In granting DNF’s motion to dismiss, the district court concluded that McAdory’s complaint failed to state a claim against DNF because “[d]ebt purchasing companies like DNF who have no interactions with debtors and merely contract with third parties to collect on the debts they have purchased simply do not have the principal purpose of collecting debts.” Judge Hernandez’s logic, Congress intended the FDCPA to apply only to debt collectors that directly interact with consumers.

On appeal, the Ninth Circuit reversed the district court’s order granting DNF’s motion to dismiss and remanded the matter for further proceedings.
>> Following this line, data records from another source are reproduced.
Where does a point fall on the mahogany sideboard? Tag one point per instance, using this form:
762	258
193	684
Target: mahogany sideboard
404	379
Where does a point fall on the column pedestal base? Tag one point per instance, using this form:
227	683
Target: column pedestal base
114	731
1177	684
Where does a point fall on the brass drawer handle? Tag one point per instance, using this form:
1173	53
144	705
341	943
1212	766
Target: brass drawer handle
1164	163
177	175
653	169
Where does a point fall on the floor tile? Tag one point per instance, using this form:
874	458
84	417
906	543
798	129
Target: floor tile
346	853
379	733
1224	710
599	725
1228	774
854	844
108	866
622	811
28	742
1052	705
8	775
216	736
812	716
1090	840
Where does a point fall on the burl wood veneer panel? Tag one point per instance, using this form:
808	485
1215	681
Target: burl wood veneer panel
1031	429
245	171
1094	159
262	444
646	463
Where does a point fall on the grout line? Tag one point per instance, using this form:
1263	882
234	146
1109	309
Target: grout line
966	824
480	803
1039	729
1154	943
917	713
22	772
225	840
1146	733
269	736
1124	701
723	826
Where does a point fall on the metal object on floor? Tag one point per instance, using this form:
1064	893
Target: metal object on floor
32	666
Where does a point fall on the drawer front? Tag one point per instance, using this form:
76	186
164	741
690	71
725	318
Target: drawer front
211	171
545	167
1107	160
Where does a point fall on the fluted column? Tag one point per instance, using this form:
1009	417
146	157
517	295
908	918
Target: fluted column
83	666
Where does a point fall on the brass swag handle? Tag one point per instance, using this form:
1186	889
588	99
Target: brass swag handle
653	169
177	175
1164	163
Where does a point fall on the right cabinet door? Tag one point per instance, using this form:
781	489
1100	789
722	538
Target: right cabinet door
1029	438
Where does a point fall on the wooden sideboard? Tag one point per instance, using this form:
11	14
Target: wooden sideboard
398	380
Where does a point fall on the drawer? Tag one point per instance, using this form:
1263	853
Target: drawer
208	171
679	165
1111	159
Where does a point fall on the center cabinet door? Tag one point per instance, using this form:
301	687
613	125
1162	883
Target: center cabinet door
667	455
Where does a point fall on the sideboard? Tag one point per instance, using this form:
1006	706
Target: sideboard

The Court wrote, “[McAdory’s] complaint alleged that DNF’s principal purpose was to buy consumer debts in order to collect on them, and that this is how DNF generated most or all of its income.” As such, the complaint “sufficiently alleged that DNF’s principal purpose is the collection of debts as defined by the principal purpose prong of [15 U.S.C.] § 1692a(6). …These allegations are sufficient to allege that DNF is a debt collector under the FDCPA, regardless of whether DNF outsources debt collection activities to a third party.”

In reaching its holding, the Ninth Circuit relies heavily on the Third Circuit’s ruling in Barbato. Like DNF, the defendant in Barbato did not personally collect debts from consumers, but instead outsourced its debt collection to other companies. The Third Circuit reasoned that “‘[c]ollection’ by its very definition may be indirect[,]” and concluded, “[t]he existence of a middleman does not change the essential nature—the ‘principal purpose’—of [the defendant’s business].” After describing the Barbato opinion at length, the Ninth Circuit wrote, “We find [the Third Circuit’s] analysis of the statutory text persuasive and decline to read a direct interaction requirement into the principal purpose [provision]…”

In a dissenting opinion, Judge Carlos Bea of the Ninth Circuit argued that the majority erred in concluding that the complaint adequately alleged DNF’s principle purpose is debt collection. The dissent reasoned that, even accepting as true the complaint’s allegation that DNS “derives the vast majority of its income from [debt collection,]” such an allegation is not enough to show that the company’s principal purpose is debt collection. To Judge Bea, “income, by itself, cannot tell us much about the activity’s importance to DNF. For aught that appears in the allegations of the complaint, the ‘vast majority’ of DNF’s profit could very well come from other activities having nothing to do with debt collection[.]”

The dissent concludes, “Section 1962a(6) does not describe as a ‘debt collector’ a person one of whose principal purposes is the collection of any debts. It is an all or nothing description.” Therefore, to Judge Bea, “Clearly, for a profit motivated business, DNF does not qualify as a ‘debt collector’ under the ‘principal purpose’ prong of Sec[tion] 1962a(6).”